Imagine you could feel the sun's surface at about 5,500 degrees Celsius and then travel just past it into the corona—the sun's outer atmosphere—and suddenly feel temperatures jump to over a million degrees. That happens, and scientists have never fully understood why. Now, a University of Alabama in Huntsville researcher named Syed Ayaz thinks tiny cosmic dust grains might hold the answer.

Ayaz, a graduate research assistant, used data from NASA's Parker Solar Probe to study how energy moves through the solar corona. His findings, published in The Astrophysical Journal, show that dust grains floating near the sun can change how plasma waves carry heat through space.
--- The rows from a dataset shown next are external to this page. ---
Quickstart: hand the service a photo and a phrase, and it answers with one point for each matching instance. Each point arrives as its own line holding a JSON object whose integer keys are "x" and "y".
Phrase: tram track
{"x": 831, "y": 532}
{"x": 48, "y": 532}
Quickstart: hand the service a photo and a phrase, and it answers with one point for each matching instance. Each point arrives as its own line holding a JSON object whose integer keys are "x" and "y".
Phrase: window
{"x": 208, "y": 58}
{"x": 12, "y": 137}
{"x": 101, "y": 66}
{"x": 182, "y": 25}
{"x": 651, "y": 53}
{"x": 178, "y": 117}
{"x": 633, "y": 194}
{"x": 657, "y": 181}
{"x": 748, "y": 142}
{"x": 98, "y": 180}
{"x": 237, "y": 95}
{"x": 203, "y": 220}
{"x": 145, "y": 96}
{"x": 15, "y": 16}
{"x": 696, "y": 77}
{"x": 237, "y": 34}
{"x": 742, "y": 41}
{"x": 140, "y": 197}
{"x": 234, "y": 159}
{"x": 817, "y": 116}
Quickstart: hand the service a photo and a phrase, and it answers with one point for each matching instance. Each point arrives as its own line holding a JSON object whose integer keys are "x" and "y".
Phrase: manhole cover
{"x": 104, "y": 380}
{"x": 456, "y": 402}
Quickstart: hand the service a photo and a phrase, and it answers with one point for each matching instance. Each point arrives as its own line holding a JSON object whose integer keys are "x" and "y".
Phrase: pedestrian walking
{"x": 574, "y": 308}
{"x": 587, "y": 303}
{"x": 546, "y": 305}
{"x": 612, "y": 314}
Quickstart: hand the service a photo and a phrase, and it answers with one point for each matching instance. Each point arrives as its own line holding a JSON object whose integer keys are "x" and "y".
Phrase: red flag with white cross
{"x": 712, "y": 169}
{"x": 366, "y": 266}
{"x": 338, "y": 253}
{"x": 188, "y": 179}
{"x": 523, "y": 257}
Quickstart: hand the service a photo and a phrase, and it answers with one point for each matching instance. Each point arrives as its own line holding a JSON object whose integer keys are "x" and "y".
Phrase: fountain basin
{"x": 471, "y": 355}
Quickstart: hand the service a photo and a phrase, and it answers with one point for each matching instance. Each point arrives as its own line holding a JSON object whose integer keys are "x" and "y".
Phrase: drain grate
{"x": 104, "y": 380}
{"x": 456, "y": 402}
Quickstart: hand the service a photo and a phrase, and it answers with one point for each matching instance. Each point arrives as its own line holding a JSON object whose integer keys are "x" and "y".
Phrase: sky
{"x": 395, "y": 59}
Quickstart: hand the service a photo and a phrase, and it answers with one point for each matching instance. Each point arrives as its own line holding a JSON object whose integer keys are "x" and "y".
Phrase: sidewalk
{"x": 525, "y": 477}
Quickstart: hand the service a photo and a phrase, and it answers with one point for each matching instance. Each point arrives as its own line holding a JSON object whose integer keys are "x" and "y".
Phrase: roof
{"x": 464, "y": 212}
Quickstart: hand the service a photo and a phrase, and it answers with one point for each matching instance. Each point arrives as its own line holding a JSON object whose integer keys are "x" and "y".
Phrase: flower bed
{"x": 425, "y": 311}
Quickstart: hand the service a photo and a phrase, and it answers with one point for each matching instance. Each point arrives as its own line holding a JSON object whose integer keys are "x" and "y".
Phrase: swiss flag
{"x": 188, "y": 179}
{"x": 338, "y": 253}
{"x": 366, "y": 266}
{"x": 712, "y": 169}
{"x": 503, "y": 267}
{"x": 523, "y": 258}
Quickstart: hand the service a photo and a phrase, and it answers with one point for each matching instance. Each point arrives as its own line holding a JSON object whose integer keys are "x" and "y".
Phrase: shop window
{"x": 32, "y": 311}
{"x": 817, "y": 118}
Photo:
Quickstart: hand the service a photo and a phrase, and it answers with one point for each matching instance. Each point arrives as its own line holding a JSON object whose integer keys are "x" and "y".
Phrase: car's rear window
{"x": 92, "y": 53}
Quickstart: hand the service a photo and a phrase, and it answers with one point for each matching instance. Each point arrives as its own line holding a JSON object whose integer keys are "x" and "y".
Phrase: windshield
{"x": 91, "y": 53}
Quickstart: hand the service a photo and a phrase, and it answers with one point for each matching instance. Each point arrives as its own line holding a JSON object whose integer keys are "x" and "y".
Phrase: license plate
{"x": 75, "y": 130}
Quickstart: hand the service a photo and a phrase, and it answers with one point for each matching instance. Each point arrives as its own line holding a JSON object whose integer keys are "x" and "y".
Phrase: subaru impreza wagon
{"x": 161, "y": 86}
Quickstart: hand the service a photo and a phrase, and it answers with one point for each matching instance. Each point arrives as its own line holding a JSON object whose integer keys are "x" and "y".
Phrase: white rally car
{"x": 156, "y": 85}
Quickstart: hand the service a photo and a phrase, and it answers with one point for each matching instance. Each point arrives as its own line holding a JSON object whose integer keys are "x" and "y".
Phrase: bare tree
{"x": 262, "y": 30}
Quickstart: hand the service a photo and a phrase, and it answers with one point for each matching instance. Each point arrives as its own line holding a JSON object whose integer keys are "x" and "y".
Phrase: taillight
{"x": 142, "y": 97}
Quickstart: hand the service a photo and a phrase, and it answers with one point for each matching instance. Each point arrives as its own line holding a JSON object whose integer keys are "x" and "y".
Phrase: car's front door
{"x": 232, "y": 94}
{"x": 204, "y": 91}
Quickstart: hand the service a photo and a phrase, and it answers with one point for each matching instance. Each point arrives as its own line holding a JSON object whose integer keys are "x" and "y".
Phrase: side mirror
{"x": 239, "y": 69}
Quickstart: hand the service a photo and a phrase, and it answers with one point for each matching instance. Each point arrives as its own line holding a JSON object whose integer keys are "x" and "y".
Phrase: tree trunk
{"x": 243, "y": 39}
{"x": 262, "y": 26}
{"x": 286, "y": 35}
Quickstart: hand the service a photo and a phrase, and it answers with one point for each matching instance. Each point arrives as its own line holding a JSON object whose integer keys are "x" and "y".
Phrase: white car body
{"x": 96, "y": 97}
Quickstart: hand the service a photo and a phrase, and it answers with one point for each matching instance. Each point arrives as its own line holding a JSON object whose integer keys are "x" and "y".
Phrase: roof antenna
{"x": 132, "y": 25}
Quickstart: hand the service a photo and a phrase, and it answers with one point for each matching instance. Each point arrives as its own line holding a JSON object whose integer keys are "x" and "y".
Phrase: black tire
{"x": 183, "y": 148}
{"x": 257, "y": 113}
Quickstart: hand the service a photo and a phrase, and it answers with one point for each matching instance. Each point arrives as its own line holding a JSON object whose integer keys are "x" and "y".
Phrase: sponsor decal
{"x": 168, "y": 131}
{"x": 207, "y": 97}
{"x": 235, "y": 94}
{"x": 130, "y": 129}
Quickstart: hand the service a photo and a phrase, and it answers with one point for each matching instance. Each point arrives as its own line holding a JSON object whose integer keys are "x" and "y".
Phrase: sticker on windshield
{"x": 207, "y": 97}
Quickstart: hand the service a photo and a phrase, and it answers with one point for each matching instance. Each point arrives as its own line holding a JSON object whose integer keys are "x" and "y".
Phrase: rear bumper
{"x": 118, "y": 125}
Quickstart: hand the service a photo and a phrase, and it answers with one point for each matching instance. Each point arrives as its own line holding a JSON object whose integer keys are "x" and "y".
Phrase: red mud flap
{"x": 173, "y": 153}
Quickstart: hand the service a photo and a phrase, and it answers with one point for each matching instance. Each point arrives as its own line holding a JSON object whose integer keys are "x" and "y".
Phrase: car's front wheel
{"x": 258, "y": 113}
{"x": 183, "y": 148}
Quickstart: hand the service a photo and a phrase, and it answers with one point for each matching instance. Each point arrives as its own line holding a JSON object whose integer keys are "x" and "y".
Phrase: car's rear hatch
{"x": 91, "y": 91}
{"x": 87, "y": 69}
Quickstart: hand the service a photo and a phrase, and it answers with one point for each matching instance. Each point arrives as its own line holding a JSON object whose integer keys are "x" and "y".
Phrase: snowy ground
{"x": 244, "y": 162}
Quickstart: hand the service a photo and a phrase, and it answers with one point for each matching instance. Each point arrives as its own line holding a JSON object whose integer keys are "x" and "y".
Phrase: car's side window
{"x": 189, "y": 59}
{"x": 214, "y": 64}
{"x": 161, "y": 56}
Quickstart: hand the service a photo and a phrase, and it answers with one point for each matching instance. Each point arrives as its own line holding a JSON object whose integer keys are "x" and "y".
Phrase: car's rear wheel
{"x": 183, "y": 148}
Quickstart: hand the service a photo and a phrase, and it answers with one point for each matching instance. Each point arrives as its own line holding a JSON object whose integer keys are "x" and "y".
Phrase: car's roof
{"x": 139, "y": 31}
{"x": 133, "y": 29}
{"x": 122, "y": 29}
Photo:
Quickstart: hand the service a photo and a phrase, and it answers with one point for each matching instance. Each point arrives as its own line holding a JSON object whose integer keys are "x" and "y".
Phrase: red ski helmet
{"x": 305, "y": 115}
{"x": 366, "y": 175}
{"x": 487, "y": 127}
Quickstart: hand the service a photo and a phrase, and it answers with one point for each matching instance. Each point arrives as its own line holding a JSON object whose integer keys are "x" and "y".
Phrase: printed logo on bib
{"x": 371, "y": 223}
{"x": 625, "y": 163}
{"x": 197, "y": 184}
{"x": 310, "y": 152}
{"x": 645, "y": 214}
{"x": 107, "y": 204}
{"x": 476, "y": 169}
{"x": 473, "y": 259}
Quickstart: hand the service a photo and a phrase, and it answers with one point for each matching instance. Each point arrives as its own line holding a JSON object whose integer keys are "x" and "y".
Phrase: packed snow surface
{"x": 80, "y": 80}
Those plasma waves are important because they transport energy that heats the corona to millions of degrees—much hotter than the sun's surface itself.

"The higher temperature of the sun's corona remains one of the major unsolved problems in heliophysics," Ayaz explained. "Dust grains were not usually considered an active part of coronal heating models because they were not expected to survive the high temperature."

But here's the surprising part: dust does survive, and it's doing more than just sitting there. When tiny dust grains slam into the Parker Solar Probe at high speeds, they vaporize and create charged particle clouds that show up as voltage spikes in the spacecraft's FIELDS instrument. This means the entire spacecraft acts like an accidental dust detector, revealing that dust exists and behaves actively much closer to the sun than scientists expected.

"What surprised me most was that the PSP could reveal so much about dust, even though it does not carry a dedicated dust detector on board," Ayaz noted.

The study shows dust affects energy transport in two competing ways—sometimes dust mass dominates, sometimes dust charge dominates. Dust grains are about a million times more massive than electrons or ions, so they interact powerfully with electric and magnetic fields around the sun. These interactions modify how kinetic Alfvén waves—key carriers of energy through space plasmas—travel and dissipate.

Ayaz's supervisor, Dr. Gary Zank, director of the Center for Space Plasma and Aeronomic Research at UAH, called the discovery groundbreaking. "The results already suggest that a surprising new paradigm may be emerging," Zank said. "Syed has done outstanding work that will have a significant impact on understanding the physics of the solar corona."

The Parker Solar Probe launched in 2018 and has been flying closer to the sun than any previous spacecraft. Its observations continue to rewrite what scientists thought they knew about our star's behavior.